The corresponding source code for the above basic block is line 459 (as highlighted above).
Looking at the source we observed there is “complex” division in line 459 involved in this statement and the compiler generates x87 sequence to conform to strict IEEE semantics and to avoid any overflows and underflows.
The way to avoid this is to compile with -fp-model fast=2. This allows the compiler to assume that real and imaginary parts of the double precision denominator lie in the approximate range, so it generates simple code without the tricks above. It can then generate vector Intel AVX/AVX2 instructions for the entire loop.
The EXECUTIONS count in the basic block is the number of times this basic block was executed, and ICOUNT gives the total number of instructions executed for this basic block for all the executions. Thus ICOUNT/EXECUTIONS give the total number of instructions in this basic block.
In addition, combination of the vectorization optimization report generated by the compiler (using the –qopt-report=5) and SDE top basic blocks can be used for doing a first pass ‘vectorization study’. Compiling with –qopt-report=5 generates an optimization report file kernel.optrpt. You can look for the corresponding source line in the basic block (example the line 459 above) and map it to the optimization report generated by the compiler to find whether your loop/basic block was vectorized or not (if not, why not). In the optimization report, you can also look for messages like – if some arrays in the loop were aligned or unaligned.
This is just an example of the kind of analysis that is possible with instruction mix reports from Intel SDE, but a lot more analysis is possible. For more details please see https://software.intel.com/en-us/articles/intel-software-development-emulator.

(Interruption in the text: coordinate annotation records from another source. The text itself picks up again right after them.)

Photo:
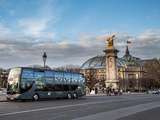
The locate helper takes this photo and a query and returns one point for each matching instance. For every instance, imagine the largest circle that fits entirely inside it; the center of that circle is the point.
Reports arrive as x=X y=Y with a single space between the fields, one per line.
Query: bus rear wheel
x=69 y=96
x=75 y=95
x=35 y=97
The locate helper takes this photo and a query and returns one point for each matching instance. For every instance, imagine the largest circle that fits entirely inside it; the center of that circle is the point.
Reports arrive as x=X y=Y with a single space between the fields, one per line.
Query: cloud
x=22 y=50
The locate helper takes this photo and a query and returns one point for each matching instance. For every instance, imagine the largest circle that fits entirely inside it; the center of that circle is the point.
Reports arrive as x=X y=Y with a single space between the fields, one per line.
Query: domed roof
x=99 y=61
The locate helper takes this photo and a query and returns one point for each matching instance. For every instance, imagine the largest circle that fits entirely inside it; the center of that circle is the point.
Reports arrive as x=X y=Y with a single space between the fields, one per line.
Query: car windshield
x=13 y=80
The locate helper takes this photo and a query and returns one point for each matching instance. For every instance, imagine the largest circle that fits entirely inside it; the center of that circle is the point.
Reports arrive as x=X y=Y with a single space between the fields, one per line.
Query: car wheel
x=35 y=97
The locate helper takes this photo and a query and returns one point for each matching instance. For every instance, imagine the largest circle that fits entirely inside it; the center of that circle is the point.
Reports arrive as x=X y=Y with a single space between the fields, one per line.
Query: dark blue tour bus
x=36 y=83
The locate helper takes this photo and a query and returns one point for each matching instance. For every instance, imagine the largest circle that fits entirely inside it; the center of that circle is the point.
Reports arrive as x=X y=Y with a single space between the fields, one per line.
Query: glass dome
x=99 y=62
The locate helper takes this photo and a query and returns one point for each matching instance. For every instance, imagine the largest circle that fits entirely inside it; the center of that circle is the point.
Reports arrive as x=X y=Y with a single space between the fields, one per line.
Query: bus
x=37 y=83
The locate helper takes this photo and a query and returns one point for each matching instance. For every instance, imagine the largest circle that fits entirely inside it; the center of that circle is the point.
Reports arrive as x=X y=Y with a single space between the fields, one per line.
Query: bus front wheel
x=35 y=97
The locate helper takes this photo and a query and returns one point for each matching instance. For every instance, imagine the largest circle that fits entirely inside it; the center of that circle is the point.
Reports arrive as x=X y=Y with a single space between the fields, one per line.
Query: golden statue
x=110 y=41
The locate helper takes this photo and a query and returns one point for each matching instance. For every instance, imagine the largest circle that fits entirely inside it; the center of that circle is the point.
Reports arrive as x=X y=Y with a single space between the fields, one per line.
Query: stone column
x=111 y=65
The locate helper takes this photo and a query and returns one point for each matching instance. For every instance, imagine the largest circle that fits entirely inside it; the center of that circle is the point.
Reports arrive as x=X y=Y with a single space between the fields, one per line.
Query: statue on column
x=110 y=41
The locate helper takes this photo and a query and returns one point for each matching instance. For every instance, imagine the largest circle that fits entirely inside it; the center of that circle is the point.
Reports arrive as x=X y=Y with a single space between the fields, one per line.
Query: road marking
x=122 y=112
x=58 y=107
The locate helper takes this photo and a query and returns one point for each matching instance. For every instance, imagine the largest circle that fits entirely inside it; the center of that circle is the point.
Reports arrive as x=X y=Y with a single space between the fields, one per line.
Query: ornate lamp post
x=44 y=58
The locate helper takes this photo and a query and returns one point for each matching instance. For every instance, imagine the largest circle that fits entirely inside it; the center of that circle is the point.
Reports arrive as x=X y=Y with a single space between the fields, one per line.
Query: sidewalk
x=3 y=96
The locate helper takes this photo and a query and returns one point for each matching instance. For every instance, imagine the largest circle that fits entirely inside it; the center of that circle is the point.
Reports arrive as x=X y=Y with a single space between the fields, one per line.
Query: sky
x=72 y=31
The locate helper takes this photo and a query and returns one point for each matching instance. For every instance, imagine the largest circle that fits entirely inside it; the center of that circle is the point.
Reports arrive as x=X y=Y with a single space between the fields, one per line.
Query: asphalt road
x=125 y=107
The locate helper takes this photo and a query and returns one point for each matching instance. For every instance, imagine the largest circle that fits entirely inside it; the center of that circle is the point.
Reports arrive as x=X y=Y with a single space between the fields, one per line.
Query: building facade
x=129 y=72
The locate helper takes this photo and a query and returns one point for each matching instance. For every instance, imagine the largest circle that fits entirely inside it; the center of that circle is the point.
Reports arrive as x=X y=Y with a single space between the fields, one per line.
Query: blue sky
x=33 y=26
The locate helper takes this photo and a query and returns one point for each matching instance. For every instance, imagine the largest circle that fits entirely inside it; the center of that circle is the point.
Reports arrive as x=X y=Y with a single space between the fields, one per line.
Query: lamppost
x=44 y=58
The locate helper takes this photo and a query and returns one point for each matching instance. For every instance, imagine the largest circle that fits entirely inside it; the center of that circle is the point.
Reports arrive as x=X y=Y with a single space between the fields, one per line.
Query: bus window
x=39 y=80
x=26 y=80
x=13 y=80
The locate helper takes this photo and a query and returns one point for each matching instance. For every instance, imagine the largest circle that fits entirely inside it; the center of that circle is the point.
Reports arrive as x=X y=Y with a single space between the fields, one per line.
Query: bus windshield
x=13 y=80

Configurations for the run: The instruction mix for the extracted kernel was generated using Intel® SDE version 7.2, the application was compiled with Intel® Compilers version 14.0.2 20140120. The run was conducted by Intel Engineer Karthik Raman. For more information go to http://www.intel.com/performance.
2) Thread Parallelism
Efficient parallelism is key for applications in the HPC domain to achieve great performance and cluster scaling. This is more critical than before with the many core architectures (like Intel Xeon Phi coprocessor) and also the increasing core counts with Intel Xeon processors.
The parallelism can be across several layers such as instruction level (super scalar), data level (SIMD/vectorization), thread level: shared memory (OpenMP) and/or distributed memory (MPI). Many HPC programs are moving to hybrid shared memory/distributed memory programming model where both OpenMP and MPI are used.
You can test thread scalability and efficiency of your application using existing hardware (Intel Xeon processor and/or Intel Xeon Phi coprocessor (Knights Corner).
Many tools are available for thread scalability analysis. A few are listed below:
- OpenMP scalability analysis using Intel® VTune™ Amplifier XE 2015
Serial vs. Parallel time, Spin Overheads, Potential gains possible etc.
- Intel® Trace Analyzer and Collector
To understand MPI application behavior, quickly find bottlenecks, and achieve high performance for parallel cluster applications.
- Intel® Inspector XE 2015
Memory and threading error debugger and thread dependency analysis.